A Stradivarius violin stolen four decades ago from the late virtuoso Roman Totenberg and returned to his family by a federal prosecutor came alive again — at the crime scene.

Written By Associated Press Television News | Mumbai | Updated On:
Totenberg Stradivarius reborn 4 decades after theft

A Stradivarius violin stolen four decades ago from the late virtuoso Roman Totenberg and returned to his family by a federal prosecutor came alive again — at the crime scene.

Nineteen-year-old star violinist Nathan Meltzer revived the prize instrument of the late Polish-born musician on Friday evening at a public concert in Cambridge, Massachusetts. He played the same music as Totenberg had minutes before his Stradivarius disappeared one night in 1980. The thief was a former student, and the violin was eventually found in a California attic.

Recovered by the FBI, it was returned to Totenberg’s three daughters four years ago by the U.S. Attorney in Manhattan at the time, Preet Bharara.

“Our father would have been so pleased to hear Nathan, a gifted young violinist, breathe life back into the violin,” said Jill Totenberg, a New York media strategist who attended the concert with Nina, a National Public Radio legal affairs correspondent in Washington, and Amy, a federal judge in Atlanta.

“I felt my father was in that hall listening and smiling,” said Jill.

Roman Totenberg didn’t live to see his instrument again; he died in 2012 at the age of 101. When anyone would ask the Boston University music professor if he thought his violin would ever be found, he said, according to Nina, “After I have kicked the bucket.”

Likely worth millions of dollars, though its value has not been disclosed, the instrument made in Italy by Antonio Stradivari in 1734 is now on long-term loan to Meltzer, who is taking it around the world as he concertizes. Meltzer studies at The Juilliard School in New York with the famed Itzhak Perlman.

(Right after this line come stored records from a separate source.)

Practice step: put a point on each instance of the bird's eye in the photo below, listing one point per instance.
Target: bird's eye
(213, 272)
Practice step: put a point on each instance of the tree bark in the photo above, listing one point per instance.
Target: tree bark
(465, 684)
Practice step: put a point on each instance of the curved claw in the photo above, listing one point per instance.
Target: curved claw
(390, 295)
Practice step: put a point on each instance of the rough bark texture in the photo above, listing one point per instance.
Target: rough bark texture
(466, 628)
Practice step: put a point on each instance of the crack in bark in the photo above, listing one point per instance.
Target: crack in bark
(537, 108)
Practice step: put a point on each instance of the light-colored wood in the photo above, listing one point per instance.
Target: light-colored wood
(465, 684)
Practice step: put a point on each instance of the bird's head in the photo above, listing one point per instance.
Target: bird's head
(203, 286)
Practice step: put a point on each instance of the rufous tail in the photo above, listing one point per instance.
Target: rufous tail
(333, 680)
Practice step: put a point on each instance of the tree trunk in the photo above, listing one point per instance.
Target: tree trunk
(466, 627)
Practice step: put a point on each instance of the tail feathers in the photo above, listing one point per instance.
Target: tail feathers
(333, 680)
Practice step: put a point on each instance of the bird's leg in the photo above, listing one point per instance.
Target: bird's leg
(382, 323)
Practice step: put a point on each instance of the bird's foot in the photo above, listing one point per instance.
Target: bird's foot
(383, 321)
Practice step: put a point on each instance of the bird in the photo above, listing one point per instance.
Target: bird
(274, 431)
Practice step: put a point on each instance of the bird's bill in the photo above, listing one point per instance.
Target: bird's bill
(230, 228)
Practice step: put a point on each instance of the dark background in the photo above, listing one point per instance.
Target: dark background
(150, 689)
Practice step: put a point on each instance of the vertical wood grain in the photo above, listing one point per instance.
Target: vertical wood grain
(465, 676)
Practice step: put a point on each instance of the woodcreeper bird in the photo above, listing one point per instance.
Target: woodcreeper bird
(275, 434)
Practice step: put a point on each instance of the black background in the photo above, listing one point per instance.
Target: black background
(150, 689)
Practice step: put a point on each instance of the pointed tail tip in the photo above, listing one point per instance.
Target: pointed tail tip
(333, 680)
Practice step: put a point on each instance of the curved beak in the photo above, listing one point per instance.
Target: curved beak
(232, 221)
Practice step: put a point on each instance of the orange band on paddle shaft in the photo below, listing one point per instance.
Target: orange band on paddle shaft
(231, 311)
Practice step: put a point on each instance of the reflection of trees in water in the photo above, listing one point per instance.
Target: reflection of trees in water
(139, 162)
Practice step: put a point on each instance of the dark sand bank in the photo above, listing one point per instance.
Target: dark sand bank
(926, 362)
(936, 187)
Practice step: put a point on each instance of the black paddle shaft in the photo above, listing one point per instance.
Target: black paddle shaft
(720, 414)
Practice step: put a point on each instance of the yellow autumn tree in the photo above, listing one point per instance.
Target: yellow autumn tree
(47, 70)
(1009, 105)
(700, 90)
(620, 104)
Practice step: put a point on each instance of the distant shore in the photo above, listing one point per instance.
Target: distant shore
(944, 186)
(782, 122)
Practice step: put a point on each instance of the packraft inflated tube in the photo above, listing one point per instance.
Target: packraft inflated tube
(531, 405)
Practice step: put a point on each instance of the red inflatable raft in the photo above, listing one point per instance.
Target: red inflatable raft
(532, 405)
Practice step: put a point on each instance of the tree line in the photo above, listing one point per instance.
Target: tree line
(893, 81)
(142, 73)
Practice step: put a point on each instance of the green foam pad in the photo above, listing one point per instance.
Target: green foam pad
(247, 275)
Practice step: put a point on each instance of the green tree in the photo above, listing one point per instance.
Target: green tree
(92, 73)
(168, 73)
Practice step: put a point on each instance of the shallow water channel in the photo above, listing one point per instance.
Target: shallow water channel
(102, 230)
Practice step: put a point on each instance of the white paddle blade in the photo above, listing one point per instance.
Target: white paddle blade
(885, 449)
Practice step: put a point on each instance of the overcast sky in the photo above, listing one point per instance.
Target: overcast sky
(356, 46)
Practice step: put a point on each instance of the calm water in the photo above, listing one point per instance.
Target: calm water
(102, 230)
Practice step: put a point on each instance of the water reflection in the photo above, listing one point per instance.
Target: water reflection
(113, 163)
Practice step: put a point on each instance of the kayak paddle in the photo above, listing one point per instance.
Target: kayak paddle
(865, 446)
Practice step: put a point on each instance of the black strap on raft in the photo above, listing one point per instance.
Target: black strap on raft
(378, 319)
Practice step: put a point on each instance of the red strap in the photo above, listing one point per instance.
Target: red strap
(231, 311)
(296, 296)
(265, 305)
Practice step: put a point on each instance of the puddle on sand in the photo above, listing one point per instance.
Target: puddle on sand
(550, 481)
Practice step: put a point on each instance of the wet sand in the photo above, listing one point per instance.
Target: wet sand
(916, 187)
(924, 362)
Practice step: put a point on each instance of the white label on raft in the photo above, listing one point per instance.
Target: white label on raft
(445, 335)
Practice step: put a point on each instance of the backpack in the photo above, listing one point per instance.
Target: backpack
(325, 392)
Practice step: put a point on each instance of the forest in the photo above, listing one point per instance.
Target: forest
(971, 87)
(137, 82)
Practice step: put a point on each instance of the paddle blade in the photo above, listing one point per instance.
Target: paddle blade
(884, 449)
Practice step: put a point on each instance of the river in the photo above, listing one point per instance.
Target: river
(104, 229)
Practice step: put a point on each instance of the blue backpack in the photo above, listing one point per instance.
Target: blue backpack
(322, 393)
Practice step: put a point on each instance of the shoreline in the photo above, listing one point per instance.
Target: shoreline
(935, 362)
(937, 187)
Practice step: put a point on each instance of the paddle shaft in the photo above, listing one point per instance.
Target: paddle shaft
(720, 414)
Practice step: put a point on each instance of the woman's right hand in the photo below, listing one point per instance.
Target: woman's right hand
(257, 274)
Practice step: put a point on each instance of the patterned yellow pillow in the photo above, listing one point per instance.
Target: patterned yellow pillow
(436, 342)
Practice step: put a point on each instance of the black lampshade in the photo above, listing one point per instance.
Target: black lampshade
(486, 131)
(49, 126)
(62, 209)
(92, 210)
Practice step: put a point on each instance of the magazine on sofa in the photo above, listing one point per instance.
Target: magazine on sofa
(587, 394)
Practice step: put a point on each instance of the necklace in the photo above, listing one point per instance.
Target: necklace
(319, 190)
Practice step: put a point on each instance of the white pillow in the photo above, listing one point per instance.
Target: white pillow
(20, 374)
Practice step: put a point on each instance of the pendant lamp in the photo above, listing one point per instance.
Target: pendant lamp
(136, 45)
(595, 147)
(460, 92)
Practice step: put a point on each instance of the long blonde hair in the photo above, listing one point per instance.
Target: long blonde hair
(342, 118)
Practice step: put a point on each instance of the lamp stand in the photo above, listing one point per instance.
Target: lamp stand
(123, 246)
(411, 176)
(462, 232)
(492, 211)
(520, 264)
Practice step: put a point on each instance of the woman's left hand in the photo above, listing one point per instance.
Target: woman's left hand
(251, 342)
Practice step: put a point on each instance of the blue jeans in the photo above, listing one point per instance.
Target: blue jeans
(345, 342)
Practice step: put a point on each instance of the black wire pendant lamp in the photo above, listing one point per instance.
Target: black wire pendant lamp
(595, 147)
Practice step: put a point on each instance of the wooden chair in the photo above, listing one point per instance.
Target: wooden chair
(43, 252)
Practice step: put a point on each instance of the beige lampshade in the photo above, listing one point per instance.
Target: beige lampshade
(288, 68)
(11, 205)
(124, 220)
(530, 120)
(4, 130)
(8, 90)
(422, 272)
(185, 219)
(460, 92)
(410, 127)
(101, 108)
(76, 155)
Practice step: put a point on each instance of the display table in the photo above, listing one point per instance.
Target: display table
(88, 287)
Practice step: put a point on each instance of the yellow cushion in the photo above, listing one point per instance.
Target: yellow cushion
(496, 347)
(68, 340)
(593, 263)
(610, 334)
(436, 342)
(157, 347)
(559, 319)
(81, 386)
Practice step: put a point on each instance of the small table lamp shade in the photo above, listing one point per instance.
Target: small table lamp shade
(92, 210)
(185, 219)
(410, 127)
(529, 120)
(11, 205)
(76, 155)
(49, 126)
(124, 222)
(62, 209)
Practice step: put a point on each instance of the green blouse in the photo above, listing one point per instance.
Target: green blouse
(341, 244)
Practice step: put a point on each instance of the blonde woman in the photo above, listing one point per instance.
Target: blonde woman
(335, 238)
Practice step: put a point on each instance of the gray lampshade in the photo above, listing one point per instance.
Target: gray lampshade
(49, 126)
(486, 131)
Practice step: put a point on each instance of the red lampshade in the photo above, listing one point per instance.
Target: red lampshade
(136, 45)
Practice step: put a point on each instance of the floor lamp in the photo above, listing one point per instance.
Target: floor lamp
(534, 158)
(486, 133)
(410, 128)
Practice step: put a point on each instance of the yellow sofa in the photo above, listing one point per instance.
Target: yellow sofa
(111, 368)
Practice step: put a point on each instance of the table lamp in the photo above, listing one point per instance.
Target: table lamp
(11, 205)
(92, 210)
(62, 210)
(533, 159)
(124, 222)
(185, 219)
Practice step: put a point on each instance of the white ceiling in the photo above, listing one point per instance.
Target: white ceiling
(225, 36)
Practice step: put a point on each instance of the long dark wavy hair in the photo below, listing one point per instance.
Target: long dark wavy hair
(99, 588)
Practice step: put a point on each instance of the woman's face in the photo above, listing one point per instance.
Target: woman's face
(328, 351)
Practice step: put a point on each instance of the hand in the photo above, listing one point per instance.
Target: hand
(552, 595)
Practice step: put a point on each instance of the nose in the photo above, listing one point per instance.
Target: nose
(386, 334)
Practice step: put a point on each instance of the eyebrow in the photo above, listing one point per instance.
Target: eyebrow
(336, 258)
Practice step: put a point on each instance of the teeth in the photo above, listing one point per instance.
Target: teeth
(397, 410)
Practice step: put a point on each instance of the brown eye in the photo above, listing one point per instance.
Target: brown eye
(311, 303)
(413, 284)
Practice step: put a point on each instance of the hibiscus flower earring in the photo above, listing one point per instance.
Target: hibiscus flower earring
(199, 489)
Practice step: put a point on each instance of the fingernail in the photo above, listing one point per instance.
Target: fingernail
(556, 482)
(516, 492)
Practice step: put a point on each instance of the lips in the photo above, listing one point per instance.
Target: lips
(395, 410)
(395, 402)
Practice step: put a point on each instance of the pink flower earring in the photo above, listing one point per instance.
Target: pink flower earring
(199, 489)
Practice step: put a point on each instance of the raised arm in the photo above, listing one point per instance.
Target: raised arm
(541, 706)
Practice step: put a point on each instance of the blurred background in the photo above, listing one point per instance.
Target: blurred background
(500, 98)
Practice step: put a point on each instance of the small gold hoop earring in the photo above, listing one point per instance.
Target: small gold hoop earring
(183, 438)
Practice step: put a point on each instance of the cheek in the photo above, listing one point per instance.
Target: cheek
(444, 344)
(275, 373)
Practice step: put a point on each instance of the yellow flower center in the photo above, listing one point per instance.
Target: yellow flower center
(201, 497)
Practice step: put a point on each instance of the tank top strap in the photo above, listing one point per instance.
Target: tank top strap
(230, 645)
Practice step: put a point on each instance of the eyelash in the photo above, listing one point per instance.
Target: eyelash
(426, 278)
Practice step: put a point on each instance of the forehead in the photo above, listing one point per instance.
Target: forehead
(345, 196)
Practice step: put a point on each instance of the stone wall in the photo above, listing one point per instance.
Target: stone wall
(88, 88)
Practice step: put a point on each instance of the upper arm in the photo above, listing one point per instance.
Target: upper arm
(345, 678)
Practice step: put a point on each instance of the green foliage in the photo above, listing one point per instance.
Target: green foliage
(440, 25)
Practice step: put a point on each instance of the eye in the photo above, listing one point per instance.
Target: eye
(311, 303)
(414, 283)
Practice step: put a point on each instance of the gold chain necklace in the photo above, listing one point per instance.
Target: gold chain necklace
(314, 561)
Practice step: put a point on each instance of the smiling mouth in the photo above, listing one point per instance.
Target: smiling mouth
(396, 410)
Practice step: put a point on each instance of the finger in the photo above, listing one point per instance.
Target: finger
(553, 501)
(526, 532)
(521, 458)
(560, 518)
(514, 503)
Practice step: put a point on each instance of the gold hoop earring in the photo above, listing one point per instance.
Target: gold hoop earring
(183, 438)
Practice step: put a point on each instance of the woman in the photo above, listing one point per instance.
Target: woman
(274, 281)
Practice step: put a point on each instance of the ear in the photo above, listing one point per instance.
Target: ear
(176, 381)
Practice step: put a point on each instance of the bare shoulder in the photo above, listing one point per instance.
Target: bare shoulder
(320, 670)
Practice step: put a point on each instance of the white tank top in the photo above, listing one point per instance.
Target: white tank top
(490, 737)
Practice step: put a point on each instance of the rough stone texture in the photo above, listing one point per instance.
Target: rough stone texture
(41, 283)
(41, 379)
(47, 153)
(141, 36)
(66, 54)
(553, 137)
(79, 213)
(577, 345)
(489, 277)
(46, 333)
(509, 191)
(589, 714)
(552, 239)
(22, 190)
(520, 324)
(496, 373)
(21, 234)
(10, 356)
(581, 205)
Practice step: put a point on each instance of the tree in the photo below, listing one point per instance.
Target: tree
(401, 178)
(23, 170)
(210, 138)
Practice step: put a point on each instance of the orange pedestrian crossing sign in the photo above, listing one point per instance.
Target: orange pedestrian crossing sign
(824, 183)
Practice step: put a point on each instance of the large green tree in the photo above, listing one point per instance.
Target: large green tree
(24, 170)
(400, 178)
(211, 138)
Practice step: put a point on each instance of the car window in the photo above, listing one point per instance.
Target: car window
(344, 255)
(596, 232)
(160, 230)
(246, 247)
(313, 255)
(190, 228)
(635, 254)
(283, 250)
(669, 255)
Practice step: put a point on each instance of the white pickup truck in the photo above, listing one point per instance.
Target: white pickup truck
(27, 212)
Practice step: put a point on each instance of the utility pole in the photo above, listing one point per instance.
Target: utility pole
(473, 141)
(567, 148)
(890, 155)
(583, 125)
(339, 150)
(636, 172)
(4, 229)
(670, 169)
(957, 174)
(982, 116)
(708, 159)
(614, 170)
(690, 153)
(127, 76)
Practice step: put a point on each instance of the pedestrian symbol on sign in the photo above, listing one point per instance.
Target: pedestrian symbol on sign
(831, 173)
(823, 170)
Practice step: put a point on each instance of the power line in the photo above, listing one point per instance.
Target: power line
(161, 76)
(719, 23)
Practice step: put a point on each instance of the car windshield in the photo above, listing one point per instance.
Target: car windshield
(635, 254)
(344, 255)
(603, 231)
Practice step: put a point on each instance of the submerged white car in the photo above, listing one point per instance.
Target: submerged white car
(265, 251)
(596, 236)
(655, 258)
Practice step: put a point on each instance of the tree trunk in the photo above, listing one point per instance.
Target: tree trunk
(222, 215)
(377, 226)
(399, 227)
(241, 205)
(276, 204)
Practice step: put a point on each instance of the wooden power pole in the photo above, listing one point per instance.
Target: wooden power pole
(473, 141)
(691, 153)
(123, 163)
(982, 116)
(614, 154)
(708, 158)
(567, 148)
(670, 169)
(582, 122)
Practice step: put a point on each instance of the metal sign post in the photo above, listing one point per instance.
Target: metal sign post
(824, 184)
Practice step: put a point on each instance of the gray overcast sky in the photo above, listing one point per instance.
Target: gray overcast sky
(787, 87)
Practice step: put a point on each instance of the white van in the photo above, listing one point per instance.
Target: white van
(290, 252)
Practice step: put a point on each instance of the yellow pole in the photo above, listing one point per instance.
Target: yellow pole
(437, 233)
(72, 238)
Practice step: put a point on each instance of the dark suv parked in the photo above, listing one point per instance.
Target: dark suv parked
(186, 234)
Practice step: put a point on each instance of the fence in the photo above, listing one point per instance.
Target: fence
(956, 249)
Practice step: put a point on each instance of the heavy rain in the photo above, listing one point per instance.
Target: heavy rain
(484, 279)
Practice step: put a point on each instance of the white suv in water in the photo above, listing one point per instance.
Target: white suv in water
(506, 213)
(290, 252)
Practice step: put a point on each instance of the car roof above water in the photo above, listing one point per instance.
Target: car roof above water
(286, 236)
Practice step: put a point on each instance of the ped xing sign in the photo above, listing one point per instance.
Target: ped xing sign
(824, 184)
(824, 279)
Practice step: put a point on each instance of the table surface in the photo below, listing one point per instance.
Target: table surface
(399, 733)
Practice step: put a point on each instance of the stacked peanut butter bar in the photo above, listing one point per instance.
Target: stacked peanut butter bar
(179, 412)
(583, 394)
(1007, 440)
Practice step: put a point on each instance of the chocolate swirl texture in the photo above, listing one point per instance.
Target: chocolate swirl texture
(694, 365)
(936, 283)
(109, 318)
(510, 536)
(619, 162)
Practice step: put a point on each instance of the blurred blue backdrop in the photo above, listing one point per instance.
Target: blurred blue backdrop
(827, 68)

In Cambridge, Meltzer offered an audience seated in a circle around him the music Totenberg last played on what he called his “musical partner” that he would never see again: pieces by Bach, Beethoven, the Hungarian composer Bela Bartok and the Frenchman Cesar Franck. The soloist ended with music by Totenberg’s fellow native Poles, composers Karol Szymanowski and Henryk Wieniawski.